For the marinade:
Place the tamarind in a teacup or small bowl with 4 teaspoons of boiling water. Leave to soften for 20-25 minutes, mashing occasionally with the back of the spoon to extract all the flavour.
Push through a sieve with the back of a spoon into a bowl. Toast the cumin, coriander and fenugreek seeds in a dry skillet or frying pan.
Grind in a spice grinder or pestle and mortar. Mix with the prepared tamarind and all the other marinade ingredients.
To marinate the fish:
Spread the paste equally over both sides of all six tuna steaks. Cover and refrigerate for at least 2 hours or overnight won’t do any harm.
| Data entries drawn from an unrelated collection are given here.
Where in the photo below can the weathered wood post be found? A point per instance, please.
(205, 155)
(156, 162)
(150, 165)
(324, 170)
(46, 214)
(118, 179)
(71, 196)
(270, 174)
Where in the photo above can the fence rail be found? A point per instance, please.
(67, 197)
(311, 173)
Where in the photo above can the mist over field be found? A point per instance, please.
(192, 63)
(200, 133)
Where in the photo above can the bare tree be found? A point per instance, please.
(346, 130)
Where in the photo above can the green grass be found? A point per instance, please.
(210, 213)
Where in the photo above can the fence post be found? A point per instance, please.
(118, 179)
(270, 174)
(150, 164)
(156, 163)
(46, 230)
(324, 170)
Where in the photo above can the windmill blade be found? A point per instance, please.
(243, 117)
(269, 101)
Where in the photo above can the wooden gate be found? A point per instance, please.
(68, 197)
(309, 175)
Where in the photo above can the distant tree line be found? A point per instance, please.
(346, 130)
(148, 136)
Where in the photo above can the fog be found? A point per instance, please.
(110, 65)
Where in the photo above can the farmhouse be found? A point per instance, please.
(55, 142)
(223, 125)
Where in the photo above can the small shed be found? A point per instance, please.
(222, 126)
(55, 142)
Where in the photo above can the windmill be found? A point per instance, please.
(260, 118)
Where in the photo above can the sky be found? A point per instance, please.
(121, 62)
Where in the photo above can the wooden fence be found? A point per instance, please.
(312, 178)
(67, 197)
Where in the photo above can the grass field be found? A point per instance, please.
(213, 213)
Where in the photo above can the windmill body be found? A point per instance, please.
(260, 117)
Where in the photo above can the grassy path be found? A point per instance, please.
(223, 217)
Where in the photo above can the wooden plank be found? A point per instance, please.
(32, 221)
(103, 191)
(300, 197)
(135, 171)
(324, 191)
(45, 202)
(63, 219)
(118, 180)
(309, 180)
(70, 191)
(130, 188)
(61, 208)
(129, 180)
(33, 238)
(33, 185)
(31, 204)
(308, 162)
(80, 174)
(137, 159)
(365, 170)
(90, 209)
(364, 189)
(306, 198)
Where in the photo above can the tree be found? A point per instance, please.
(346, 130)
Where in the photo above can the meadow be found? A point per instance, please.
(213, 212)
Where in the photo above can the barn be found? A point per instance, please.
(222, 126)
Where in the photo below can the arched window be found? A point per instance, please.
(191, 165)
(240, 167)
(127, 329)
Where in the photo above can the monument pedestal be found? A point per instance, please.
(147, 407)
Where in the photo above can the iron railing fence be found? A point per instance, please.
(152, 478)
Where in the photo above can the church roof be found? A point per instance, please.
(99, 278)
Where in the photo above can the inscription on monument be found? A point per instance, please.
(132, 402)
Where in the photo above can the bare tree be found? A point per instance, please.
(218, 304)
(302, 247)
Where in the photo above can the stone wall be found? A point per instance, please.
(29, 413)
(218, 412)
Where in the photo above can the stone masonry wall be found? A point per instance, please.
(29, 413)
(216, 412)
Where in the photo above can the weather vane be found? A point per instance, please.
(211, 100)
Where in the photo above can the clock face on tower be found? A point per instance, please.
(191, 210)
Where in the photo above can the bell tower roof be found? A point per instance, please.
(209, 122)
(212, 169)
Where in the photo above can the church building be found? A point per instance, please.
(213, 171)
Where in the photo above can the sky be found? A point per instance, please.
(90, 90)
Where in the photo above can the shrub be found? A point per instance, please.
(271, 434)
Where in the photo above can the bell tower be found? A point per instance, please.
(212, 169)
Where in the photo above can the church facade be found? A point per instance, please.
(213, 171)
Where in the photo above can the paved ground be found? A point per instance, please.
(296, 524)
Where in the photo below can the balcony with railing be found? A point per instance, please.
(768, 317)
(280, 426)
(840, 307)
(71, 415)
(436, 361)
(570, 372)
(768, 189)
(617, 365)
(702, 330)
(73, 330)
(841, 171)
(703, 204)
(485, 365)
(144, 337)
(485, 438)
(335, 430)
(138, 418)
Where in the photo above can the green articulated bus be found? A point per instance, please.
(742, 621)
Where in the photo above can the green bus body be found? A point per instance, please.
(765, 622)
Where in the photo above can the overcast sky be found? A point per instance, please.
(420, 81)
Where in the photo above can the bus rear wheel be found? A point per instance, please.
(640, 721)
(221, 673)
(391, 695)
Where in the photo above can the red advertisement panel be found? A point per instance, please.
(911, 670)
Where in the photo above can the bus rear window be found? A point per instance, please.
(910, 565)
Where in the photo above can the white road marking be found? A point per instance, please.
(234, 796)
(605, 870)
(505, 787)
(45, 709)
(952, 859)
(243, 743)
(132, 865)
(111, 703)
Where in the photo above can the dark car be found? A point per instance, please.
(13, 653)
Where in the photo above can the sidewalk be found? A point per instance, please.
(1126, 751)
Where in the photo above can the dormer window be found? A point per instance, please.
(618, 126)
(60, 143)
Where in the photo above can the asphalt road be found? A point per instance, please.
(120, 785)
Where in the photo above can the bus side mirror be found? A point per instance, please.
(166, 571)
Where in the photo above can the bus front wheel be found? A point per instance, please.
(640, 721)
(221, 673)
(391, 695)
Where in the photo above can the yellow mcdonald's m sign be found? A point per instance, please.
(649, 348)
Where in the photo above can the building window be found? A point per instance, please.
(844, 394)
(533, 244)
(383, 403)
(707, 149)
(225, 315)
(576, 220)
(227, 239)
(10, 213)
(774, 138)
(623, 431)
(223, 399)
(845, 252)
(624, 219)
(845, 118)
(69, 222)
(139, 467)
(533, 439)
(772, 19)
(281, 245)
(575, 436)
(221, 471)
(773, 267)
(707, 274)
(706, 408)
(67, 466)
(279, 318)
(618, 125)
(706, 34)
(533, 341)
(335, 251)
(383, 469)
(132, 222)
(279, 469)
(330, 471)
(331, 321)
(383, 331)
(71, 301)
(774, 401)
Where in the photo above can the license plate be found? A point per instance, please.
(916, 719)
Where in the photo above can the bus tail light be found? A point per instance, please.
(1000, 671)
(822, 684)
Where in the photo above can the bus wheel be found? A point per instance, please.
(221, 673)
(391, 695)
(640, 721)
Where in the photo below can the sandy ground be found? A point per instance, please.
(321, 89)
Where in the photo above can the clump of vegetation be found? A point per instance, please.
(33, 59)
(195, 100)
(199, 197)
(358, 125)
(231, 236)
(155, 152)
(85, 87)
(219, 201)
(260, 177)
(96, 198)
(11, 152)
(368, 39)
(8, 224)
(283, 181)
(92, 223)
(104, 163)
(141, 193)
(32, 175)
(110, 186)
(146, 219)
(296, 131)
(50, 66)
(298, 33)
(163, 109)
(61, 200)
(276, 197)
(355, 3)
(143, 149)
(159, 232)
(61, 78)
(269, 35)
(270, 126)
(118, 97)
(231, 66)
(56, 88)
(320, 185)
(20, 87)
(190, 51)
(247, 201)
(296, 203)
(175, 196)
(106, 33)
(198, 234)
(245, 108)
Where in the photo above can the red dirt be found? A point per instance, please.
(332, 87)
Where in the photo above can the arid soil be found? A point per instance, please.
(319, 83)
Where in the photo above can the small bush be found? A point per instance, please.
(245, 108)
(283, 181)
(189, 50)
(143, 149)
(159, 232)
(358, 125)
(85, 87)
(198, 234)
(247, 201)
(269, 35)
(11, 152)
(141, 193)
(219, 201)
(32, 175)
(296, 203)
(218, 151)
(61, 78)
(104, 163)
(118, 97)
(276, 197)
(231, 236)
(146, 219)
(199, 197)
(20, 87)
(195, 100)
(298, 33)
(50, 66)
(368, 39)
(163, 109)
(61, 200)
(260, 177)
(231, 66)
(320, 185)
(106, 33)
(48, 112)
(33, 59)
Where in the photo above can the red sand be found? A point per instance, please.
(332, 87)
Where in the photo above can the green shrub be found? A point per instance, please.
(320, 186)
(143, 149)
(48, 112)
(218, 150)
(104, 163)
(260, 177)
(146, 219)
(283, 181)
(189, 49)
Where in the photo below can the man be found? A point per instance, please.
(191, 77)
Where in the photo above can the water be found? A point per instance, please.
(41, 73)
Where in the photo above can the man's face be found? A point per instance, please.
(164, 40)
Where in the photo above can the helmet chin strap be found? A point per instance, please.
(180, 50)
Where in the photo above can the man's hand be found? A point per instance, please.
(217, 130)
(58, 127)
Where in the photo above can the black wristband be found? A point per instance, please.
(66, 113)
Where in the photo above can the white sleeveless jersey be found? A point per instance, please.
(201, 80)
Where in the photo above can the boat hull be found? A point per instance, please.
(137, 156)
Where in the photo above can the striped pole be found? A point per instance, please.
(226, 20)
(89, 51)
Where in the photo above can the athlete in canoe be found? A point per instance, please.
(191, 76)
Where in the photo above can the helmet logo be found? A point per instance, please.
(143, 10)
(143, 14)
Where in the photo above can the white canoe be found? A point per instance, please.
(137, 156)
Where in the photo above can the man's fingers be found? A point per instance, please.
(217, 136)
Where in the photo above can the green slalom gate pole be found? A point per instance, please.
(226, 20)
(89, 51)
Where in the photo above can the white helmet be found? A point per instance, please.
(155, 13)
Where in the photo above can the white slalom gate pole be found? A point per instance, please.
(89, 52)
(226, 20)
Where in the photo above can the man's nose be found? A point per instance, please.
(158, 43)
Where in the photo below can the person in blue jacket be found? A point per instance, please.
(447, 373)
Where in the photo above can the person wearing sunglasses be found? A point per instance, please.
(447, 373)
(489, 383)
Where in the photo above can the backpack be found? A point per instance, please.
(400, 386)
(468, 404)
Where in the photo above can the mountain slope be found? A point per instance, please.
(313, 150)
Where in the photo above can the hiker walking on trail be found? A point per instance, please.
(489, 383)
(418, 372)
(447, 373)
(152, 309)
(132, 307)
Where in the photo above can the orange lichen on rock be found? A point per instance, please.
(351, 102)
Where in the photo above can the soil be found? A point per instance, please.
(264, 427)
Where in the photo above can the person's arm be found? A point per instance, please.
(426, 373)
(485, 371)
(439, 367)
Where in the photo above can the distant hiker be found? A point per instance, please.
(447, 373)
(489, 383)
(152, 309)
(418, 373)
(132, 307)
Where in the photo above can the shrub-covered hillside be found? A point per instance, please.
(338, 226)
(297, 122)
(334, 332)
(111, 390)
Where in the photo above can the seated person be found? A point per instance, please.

Give the tuna steaks enough time out of the fridge to lose their chill. Brush both sides of each steak lightly with vegetable oil and season well with salt and pepper.
Preheat the barbecue grill to high or ‘searing’ temperature. Clean and lightly oil the rack. The following timings are for a 3cm thick steak cooked pink. If thinner, adjust the grill time accordingly. Place the steaks on the grill and cook for 2 minutes. Do not attempt to move the fish until the flesh begins to mark and so release itself from, or if you like, burn itself off the grill bars. Use a fish slice to turn the steaks. Grill for a further 2 minutes on the flip side, or until well marked.
To serve, remove the crusted seared tuna steaks to a serving plate and surround with lime wedges. Serve with cucumber raita.